Olivia: We work in a studio with 3-5 of us on a normal day. Jobs vary quite greatly between designing, sampling for new projects, casting and sanding. There’s lots of colour everywhere; we have a big colour wall where we keep samples of all our colours that we use as reference points or as tools for designing. One of the rooms we use mainly for mixing materials and casting, we have a separate room for sanding and another space for finishing and packaging work. Much more time is spent preparing for a casting day than actually pouring a cast. We spend time preparing aggregate, making moulds, working out reinforcements and checking measurements. We also spend lots of time sanding work; this is to reveal all the pattern we have cast into the surface, and to create a really nice refined finish to our surfaces.
What narratives exist around the origin of your mixes?
Everything starts with colour. When designing a collection, I’ll find inspiration from all over, and really focus in on a colour palette. I’ll then put these up in the studio and work on them, making changes and subtle tweaks, while constantly reviewing the palette and making sure I still love the combination. Once I have a colour palette I’m happy with, it is then about about working on colour ratios, sizes of aggregate and density.
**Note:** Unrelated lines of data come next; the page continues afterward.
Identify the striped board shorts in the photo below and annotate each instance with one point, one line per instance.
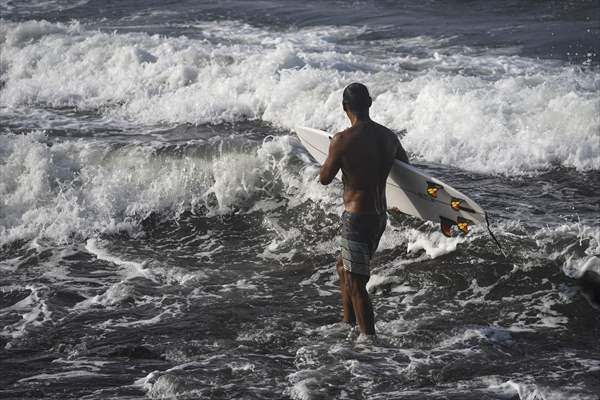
(360, 237)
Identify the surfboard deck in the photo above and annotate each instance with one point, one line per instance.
(410, 190)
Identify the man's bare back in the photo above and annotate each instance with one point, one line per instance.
(365, 153)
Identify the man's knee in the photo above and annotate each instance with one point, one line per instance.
(359, 284)
(339, 266)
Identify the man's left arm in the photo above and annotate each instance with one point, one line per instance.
(333, 163)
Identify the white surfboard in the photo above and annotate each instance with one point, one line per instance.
(410, 190)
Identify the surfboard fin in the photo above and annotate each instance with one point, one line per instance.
(433, 189)
(458, 205)
(446, 226)
(463, 225)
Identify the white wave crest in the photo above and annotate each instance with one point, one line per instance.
(487, 112)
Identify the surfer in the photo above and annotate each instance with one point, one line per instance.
(365, 153)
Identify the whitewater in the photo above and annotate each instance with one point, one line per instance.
(164, 235)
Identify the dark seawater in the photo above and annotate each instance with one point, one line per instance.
(163, 233)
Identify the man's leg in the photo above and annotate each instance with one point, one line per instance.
(349, 315)
(357, 286)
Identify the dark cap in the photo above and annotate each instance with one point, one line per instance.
(356, 97)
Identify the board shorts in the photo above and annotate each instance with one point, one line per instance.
(360, 237)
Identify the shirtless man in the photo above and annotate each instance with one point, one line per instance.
(365, 153)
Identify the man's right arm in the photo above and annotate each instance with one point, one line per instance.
(400, 153)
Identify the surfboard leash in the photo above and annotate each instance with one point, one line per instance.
(487, 221)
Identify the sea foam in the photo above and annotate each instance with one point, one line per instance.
(487, 111)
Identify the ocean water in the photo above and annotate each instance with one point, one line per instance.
(163, 233)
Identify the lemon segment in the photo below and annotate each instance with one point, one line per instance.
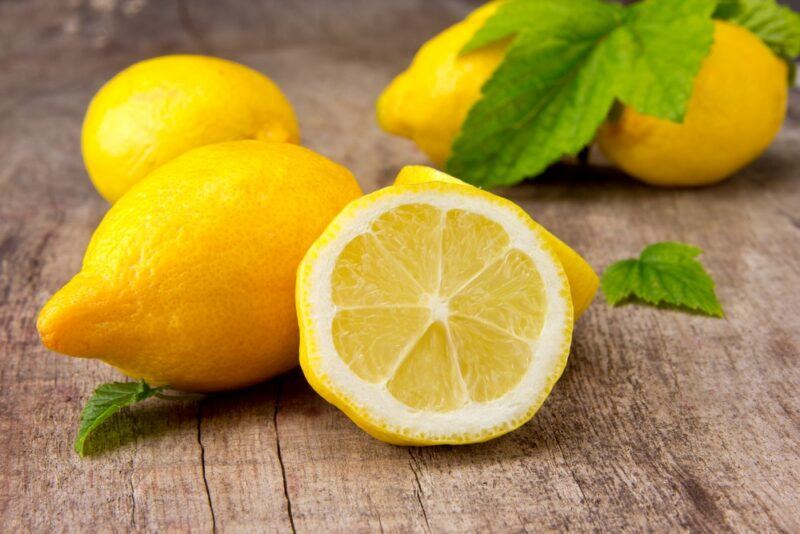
(583, 280)
(433, 313)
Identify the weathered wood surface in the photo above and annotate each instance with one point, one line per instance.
(662, 420)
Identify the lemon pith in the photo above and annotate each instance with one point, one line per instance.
(433, 313)
(189, 279)
(159, 108)
(583, 281)
(737, 106)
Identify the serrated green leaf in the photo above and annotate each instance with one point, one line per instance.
(106, 401)
(562, 74)
(778, 26)
(664, 273)
(667, 41)
(541, 17)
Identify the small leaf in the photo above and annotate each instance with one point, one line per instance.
(107, 400)
(664, 273)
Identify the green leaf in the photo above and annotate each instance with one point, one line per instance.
(568, 62)
(665, 273)
(541, 17)
(778, 26)
(667, 41)
(107, 400)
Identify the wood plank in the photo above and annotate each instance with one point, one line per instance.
(662, 421)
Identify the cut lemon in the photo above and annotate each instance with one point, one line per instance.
(583, 281)
(433, 313)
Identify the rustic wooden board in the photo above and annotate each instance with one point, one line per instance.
(662, 420)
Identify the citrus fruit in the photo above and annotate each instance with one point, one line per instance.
(737, 106)
(159, 108)
(429, 102)
(583, 281)
(433, 313)
(189, 278)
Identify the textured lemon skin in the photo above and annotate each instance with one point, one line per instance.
(309, 352)
(583, 281)
(189, 279)
(158, 109)
(429, 101)
(737, 107)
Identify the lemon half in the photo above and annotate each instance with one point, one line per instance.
(433, 313)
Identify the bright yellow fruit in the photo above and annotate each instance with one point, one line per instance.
(737, 107)
(433, 313)
(158, 109)
(583, 281)
(429, 102)
(189, 279)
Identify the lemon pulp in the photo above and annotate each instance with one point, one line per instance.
(437, 306)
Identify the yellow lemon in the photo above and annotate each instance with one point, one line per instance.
(158, 109)
(433, 313)
(429, 102)
(189, 279)
(737, 107)
(583, 281)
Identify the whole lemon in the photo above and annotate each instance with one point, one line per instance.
(737, 107)
(429, 102)
(189, 279)
(158, 109)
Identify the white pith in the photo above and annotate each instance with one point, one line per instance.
(375, 400)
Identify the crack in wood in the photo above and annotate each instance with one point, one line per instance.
(203, 464)
(418, 491)
(280, 455)
(133, 501)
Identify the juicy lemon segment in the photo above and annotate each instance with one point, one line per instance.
(433, 313)
(582, 279)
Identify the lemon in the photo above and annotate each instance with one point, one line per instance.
(429, 102)
(433, 313)
(737, 106)
(189, 278)
(158, 109)
(583, 281)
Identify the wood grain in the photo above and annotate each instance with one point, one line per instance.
(663, 421)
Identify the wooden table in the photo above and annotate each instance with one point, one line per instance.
(662, 420)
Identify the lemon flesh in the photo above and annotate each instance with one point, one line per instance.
(583, 281)
(433, 313)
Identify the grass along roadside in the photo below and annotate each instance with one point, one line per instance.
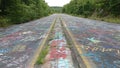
(109, 19)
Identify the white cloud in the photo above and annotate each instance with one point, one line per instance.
(57, 2)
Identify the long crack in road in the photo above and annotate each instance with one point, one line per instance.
(99, 41)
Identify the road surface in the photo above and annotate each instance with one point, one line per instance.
(99, 41)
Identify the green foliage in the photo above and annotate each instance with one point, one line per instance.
(42, 56)
(19, 11)
(86, 8)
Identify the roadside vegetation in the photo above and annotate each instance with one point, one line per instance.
(20, 11)
(105, 10)
(41, 58)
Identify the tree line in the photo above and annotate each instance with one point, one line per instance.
(20, 11)
(99, 8)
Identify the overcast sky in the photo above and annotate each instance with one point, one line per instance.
(57, 2)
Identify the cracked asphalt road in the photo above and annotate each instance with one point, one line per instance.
(100, 41)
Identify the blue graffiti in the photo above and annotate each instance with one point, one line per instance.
(4, 50)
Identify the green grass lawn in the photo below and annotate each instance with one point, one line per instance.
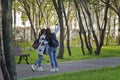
(107, 51)
(107, 73)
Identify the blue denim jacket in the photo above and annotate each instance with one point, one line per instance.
(56, 31)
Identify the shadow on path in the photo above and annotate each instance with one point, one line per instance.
(24, 70)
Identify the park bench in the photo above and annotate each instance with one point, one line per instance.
(18, 52)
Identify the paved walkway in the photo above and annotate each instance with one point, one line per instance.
(24, 70)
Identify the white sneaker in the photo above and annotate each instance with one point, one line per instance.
(40, 69)
(33, 67)
(57, 69)
(52, 70)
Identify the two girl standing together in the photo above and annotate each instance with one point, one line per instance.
(45, 44)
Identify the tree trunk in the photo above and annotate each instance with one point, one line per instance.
(58, 8)
(4, 70)
(7, 38)
(68, 31)
(119, 31)
(103, 30)
(80, 27)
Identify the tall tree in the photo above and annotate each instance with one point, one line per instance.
(7, 38)
(68, 31)
(58, 8)
(4, 70)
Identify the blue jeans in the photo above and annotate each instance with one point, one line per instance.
(53, 59)
(38, 61)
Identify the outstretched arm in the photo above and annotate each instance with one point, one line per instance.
(57, 29)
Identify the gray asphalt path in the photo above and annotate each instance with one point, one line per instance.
(24, 70)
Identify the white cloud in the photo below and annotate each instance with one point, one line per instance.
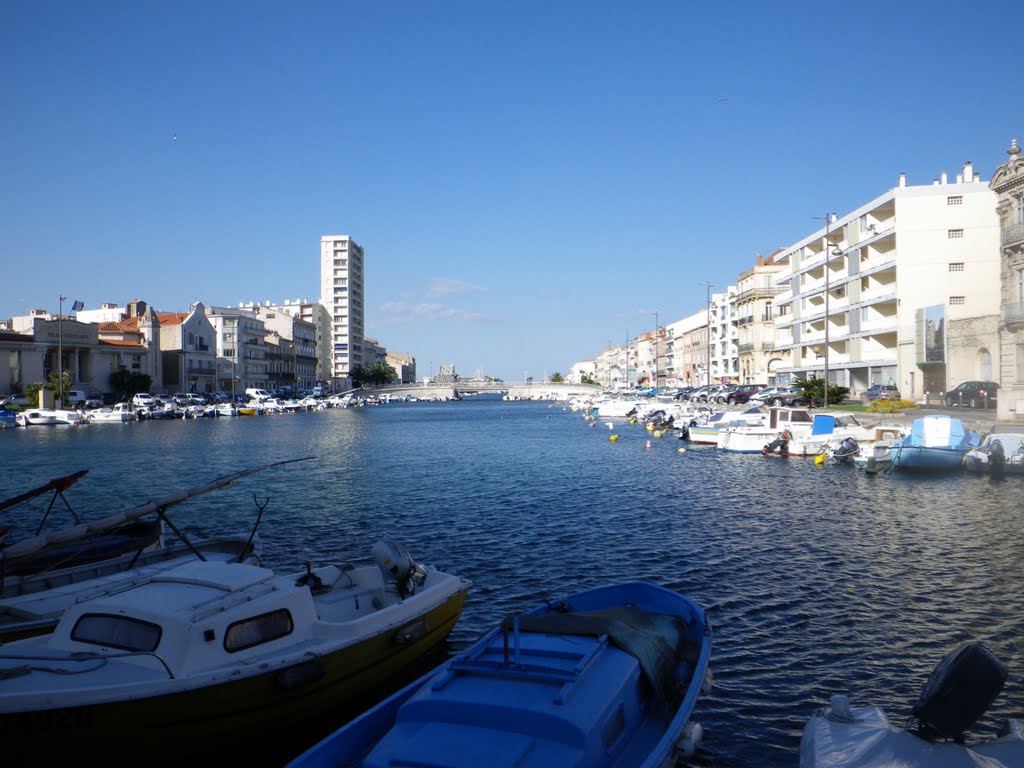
(445, 286)
(400, 311)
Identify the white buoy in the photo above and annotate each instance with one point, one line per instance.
(690, 738)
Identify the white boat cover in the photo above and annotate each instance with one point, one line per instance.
(864, 738)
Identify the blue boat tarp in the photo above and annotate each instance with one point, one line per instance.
(939, 430)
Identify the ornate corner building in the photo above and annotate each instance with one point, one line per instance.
(1008, 183)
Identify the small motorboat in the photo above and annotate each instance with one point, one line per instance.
(209, 654)
(936, 443)
(1000, 453)
(954, 697)
(119, 413)
(34, 417)
(606, 677)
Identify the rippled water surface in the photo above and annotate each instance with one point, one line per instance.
(817, 580)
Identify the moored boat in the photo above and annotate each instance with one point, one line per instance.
(605, 677)
(783, 424)
(954, 697)
(1001, 452)
(211, 653)
(936, 443)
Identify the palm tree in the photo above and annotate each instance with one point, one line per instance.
(379, 374)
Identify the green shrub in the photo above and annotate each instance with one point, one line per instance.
(890, 407)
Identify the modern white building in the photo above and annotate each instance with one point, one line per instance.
(341, 295)
(910, 276)
(724, 337)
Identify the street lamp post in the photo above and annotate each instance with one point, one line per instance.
(828, 254)
(656, 348)
(709, 286)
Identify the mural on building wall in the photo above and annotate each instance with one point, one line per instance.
(935, 334)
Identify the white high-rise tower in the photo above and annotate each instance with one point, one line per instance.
(341, 295)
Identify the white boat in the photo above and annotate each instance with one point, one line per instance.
(119, 413)
(783, 423)
(829, 431)
(210, 653)
(37, 417)
(954, 697)
(707, 431)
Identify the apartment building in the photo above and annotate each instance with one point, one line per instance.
(756, 343)
(341, 295)
(724, 337)
(896, 292)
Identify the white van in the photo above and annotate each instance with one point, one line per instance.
(75, 397)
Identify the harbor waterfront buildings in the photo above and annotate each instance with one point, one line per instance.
(921, 288)
(290, 345)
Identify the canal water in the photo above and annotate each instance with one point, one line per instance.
(817, 580)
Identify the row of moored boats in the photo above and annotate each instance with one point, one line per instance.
(934, 442)
(116, 636)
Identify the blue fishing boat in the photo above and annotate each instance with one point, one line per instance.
(605, 677)
(936, 443)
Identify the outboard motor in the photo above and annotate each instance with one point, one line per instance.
(847, 448)
(779, 445)
(397, 565)
(958, 691)
(996, 454)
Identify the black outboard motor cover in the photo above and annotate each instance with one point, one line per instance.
(958, 691)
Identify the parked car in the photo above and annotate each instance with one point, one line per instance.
(882, 392)
(973, 394)
(723, 394)
(784, 396)
(742, 393)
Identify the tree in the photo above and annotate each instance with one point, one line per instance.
(814, 389)
(127, 383)
(380, 374)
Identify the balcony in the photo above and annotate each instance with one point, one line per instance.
(1013, 314)
(1012, 233)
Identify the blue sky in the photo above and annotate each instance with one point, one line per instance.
(530, 180)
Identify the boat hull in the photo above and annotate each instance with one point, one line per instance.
(509, 724)
(221, 718)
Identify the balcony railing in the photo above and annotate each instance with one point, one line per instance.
(1012, 233)
(1013, 314)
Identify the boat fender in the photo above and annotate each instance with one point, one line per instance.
(707, 682)
(301, 674)
(690, 739)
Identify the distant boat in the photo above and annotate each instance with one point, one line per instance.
(936, 443)
(606, 677)
(1000, 453)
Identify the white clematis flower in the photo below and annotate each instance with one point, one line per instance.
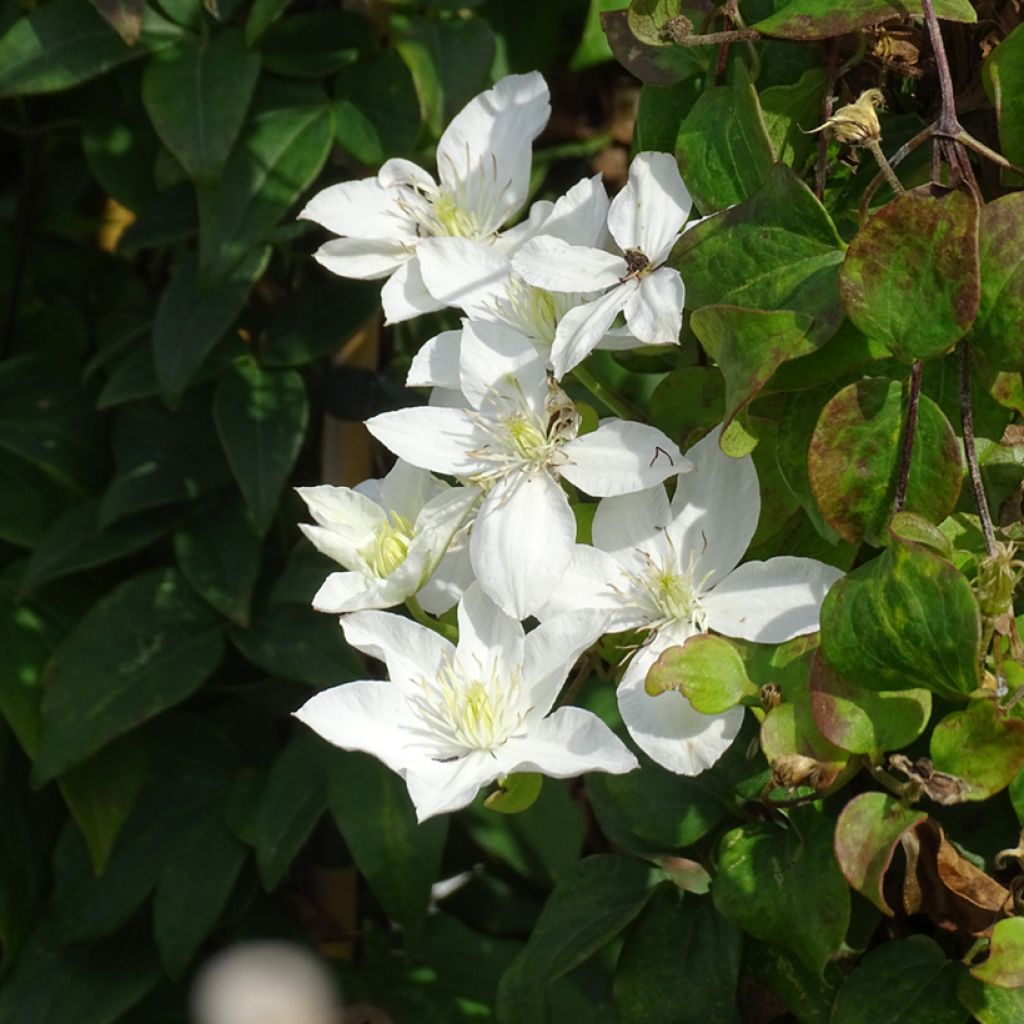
(483, 161)
(645, 220)
(454, 719)
(516, 439)
(673, 569)
(391, 534)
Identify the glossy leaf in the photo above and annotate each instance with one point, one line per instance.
(905, 620)
(982, 745)
(910, 275)
(781, 884)
(867, 833)
(197, 94)
(261, 420)
(854, 460)
(143, 648)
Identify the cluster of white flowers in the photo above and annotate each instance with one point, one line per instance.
(500, 542)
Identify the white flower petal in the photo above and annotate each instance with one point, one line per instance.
(404, 295)
(484, 154)
(486, 636)
(551, 650)
(772, 601)
(649, 212)
(621, 457)
(434, 438)
(363, 259)
(654, 311)
(409, 649)
(667, 728)
(367, 716)
(462, 272)
(436, 363)
(569, 742)
(554, 264)
(521, 542)
(715, 508)
(360, 210)
(586, 326)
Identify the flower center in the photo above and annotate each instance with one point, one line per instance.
(389, 548)
(470, 710)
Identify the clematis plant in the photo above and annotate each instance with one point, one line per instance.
(391, 535)
(516, 439)
(456, 718)
(672, 569)
(645, 219)
(483, 161)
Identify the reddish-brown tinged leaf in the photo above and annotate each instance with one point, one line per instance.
(866, 835)
(910, 278)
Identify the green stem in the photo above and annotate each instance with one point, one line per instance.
(608, 396)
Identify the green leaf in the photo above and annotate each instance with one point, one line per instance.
(218, 551)
(399, 859)
(143, 648)
(680, 964)
(867, 832)
(190, 321)
(1003, 74)
(854, 460)
(280, 154)
(909, 981)
(707, 670)
(776, 250)
(197, 94)
(55, 983)
(981, 745)
(62, 43)
(864, 721)
(101, 792)
(586, 909)
(292, 803)
(261, 419)
(781, 884)
(910, 274)
(449, 61)
(295, 642)
(722, 147)
(749, 346)
(997, 330)
(193, 890)
(905, 620)
(663, 65)
(825, 18)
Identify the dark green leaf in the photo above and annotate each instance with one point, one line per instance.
(776, 250)
(824, 18)
(399, 858)
(909, 981)
(781, 885)
(723, 148)
(219, 553)
(197, 94)
(910, 274)
(905, 620)
(866, 835)
(261, 420)
(143, 648)
(679, 965)
(586, 909)
(854, 460)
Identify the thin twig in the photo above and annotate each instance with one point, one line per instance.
(967, 419)
(909, 432)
Something unusual is always good; something that pushes us to develop as a studio and learn new methods or techniques for making.
– Olivia Aspinall
Do you consider yourself an artist or artisan?
I would consider myself a designer or an artisan. Everything we produce in the studio is handmade from start to finish, and is often a one-of-a-kind piece or design. We are constantly evolving and perfecting techniques in the studio. Our aim is to become masters of these techniques.
Today’s interior spaces are being pushed to challenge and blur the lines from their traditional title or functions. How do you feel your product can enhance this development further?
Because the works we create are usually loaded with colour and pattern, they often become the focal piece of a room. This can be a useful way to create a constant or a centrepiece in a space that is transitional. Additionally, some of the materials we use are suitable for both outdoor and indoor use – a great way to create furniture that sits in these overlapping spaces.
Who’s on your bucket list of designers, makers, brands you wish to collaborate with?
I wouldn’t say that I have a bucket list of designers or brands I’d love to work with, I generally get more excited about the types of projects that are brought to us. Something unusual is always good; something that pushes us to develop as a studio and learn new methods or techniques for making.